The launch of a new season in your youth ministry is almost always exciting and full of momentum. But fast-forward a few months, and your “best-laid plans” have not come together the way you’d hoped. The people who promised to help set things in motion are now distancing themselves. Even pieces of the plan that seemed nicely tied up are beginning to unravel. There’s more fallout than movement, more mess than progress.
Even Jesus had to make it through the mess in the middle. After years of mentoring his disciples, they still didn’t seem to get it. Paul must’ve felt like bailing when he heard stories of Corinthian “saints” battling and backbiting each other. The early Christians miraculously made it through the middle, staying the course even as they watched their brothers and sisters die brutal deaths at the hands of the Romans.
Most ministry ideas fail not because they aren’t good ideas but because we neglect to manage the mess in the middle. Here’s what it takes to make it through:
Expect it. Can we please stop being surprised when most things just don’t work right out of the chute?
Don’t react. It’s easy to get defensive when so-called “partners” begin to criticize us for the ideas they helped come up with. Instead, listen. Take notes. Nod your head and say, “Hmm….” Whatever you do, just don’t launch into a dissertation on why you’re right.
Don’t bail. New ideas frequently fall flat because we get tired of slogging through the details. There are calls to be made, minutiae to be managed, and volunteers to be replaced—none of which we ever anticipate. Avoid the temptation to call it quits. Treat this time of perseverance as if it was God’s Waiting Room—God’s Waiting Room
Work it. When setbacks emerge and morass stalls movement, remember this key: The process usually works if we keep working the process.
Tell it.
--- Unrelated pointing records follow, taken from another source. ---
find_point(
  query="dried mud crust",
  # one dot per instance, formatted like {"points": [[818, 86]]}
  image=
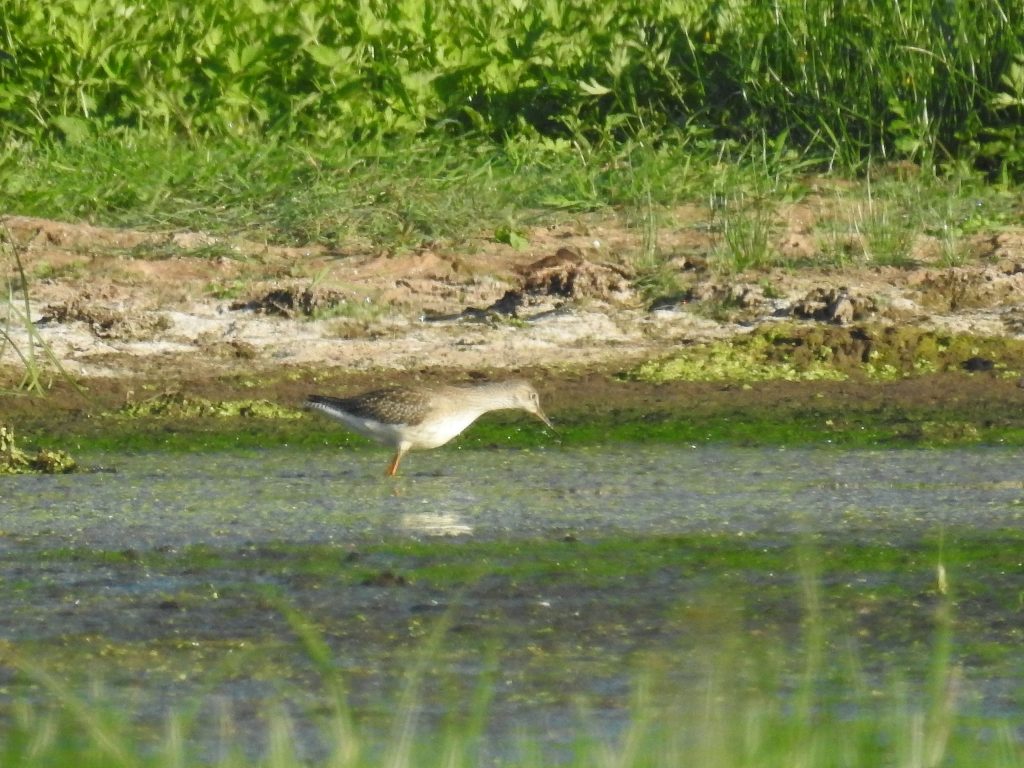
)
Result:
{"points": [[134, 305]]}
Recapture the narrative of what Jesus is doing and of the grace that’s coming, even amid the mess of the current renovation.
The messy middle is part of any worthy enterprise, part of every ministry calling. So whatever mess you currently find yourself in—whether it’s a new student-leadership program, a new worship launch, a different way of keeping up with all the teenagers you’ve been given—make it your mission to make it through the mess in the middle. The experience will be invaluable, and the rewards will be amazing.